I have a problem with Java failing sometimes when running PySpark in Jupyter Notebook on Ubuntu. What I want is to see the error from the Java side because all I can see is usually very long general error of Python that can be summarized with this:
ERROR:root:Exception while sending command.
Traceback (most recent call last):
File "/opt/conda/lib/python3.6/site-packages/py4j/java_gateway.py", line 1207, in send_command
raise Py4JNetworkError("Answer from Java side is empty")
py4j.protocol.Py4JNetworkError: Answer from Java side is empty
This error can mean a lot of things and it does not help at all. Usually it means that Java crashed but I want to know why exactly.
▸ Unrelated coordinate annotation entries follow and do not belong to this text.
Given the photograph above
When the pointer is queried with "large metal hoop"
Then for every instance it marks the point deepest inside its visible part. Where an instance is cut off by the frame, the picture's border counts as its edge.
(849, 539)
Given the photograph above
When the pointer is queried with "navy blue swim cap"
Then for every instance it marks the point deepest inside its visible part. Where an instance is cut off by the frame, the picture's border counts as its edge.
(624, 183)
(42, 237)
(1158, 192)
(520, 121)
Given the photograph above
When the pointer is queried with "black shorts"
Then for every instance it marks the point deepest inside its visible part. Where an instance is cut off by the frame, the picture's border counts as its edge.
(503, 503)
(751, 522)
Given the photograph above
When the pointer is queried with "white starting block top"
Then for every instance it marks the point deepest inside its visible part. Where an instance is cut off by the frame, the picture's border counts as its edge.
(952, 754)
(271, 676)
The example why I need these logs is that for example I tried to run Rapids on PySpark on DGX-1 machine and it ends in Java crashes like abo when initializing Spark Context. This is not the only reason for these errors but this code easily causes these errors on my side.
import pyspark
import os
cudf = "cudf-0.17-cuda10-1.jar"
rapids = "rapids-4-spark_2.12-0.2.0.jar"
script = "getGpuResources.sh"
separator = ","
conf = pyspark.SparkConf()
conf.set("spark.jars",cudf + "," + rapids)
conf.set("spark.plugins","com.nvidia.spark.SQLPlugin")
conf.set("spark.driver.memory","48g")
conf.set("spark.executor.memory","48g")
conf.set("spark.driver.cores","80")
conf.set("spark.executor.cores","80")
conf.set("spark.task.cpus","80")
conf.set("spark.dynamicAllocation.enabled","false")
conf.set("spark.rapids.sql.concurrentGpuTasks","8")
conf.set("spark.dynamicAllocation.enabled","false")
conf.set("spark.sql.extensions","ai.rapids.spark.Plugin")
conf.set("spark.driver.resource.gpu.amount","8")
conf.set("spark.driver.resource.gpu.discoveryScript",script)
conf.set("spark.executor.resource.gpu.amount","8")
conf.set("spark.executor.resource.gpu.discoveryScript",script)
conf.set("spark.task.resource.gpu.amount","8")
sc = pyspark.SparkContext(appName="rapids", conf = conf)
My question: Is there a way to catch somehow stdout of the Java process that is running by PySpark(using pyspark/jupyter/Ubuntu) to know the real reason of Java crash?